March 26, 2020 / By mobanmarket
MEPs to vote on compromise deal with the CouncilParliament to vote on hedge-fund regulation
The European Parliament will hold a plenary session in Brussels next week at which the most important issue will be a vote to approve legislation on the regulation of hedge funds.
MEPs are being asked to approve a compromise deal that was struck between the Parliament’s negotiators and the member states on 26 October.
The legislation will require managers of hedge funds, private-equity funds and commodity funds to inform regulators and investors about their activities, to retain capital to protect themselves from default, and to use depository banks to safeguard their investors’ money. The managers will also have to obtain ‘passports’ if they wish to sell funds across the EU.

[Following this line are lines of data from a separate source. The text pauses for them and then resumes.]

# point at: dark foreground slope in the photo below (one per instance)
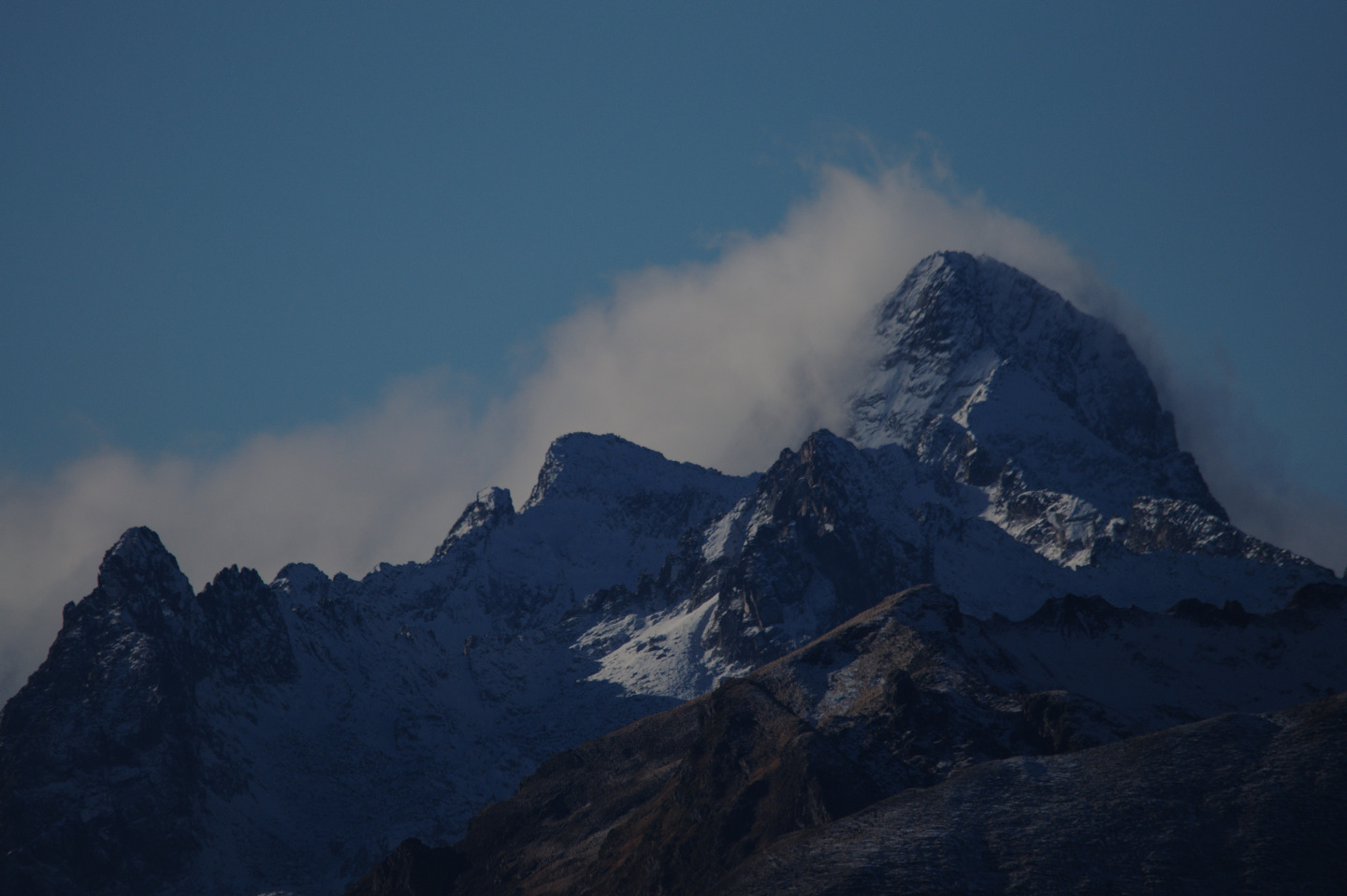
(1231, 804)
(915, 708)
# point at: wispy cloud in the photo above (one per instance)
(721, 363)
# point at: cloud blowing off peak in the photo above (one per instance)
(721, 364)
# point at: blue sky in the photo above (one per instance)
(236, 225)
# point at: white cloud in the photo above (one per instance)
(721, 363)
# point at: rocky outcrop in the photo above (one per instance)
(914, 698)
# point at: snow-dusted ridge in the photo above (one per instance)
(287, 734)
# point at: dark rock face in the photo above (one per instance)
(1230, 804)
(908, 751)
(101, 767)
(98, 752)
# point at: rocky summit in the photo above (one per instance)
(995, 621)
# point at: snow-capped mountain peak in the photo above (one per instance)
(983, 366)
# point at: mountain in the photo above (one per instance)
(971, 744)
(1007, 452)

Jean-Paul Gauzès, a centre-right MEP from France who has drafted the Parliament’s response to the proposal, said that while the deal was not perfect it was still a “step forward” in controlling the European hedge-fund sector. The accord is likely to get the support of the Parliament’s two biggest groups, the centre-right European People’s Party (EPP) and the Socialists and Democrats (S&D). But the Greens say the new rules are too weak.

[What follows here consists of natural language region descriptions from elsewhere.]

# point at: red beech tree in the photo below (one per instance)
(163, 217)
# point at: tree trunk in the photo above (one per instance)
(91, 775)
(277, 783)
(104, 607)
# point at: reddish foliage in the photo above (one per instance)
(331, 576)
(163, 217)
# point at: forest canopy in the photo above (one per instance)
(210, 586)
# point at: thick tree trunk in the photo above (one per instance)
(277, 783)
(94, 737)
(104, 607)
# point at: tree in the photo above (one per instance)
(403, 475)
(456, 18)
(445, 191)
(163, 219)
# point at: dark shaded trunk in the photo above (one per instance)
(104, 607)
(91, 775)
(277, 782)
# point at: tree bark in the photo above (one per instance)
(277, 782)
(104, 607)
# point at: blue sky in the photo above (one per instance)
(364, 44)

Pascal Canfin, a French Green MEP, said investors could take advantage of loopholes within the legislation that would allow them to sidestep the EU rules altogether by investing in non-EU based hedge funds.
MEPs will vote on the accord on Thursday (11 November). If approved, the regulation is expected to come into force in January, but member states will have two years to put it into national law.
Other items on the agenda of the two-day session, which begins on Wednesday (10 November), will be a report on the outcome of last week’s European Council (28-29 October).
The Parliament will also be asking representatives of the Council and the European Commission to help livestock farmers struggling to cope with rising cost of cereals for animal feed. World grain prices have risen in recent months to a two-year high.
A cross-party group of 25 MEPs has called on the Commission to release grain intervention stocks in the coming weeks and to consider extra aid for farmers, especially pork producers, which have been hit hardest.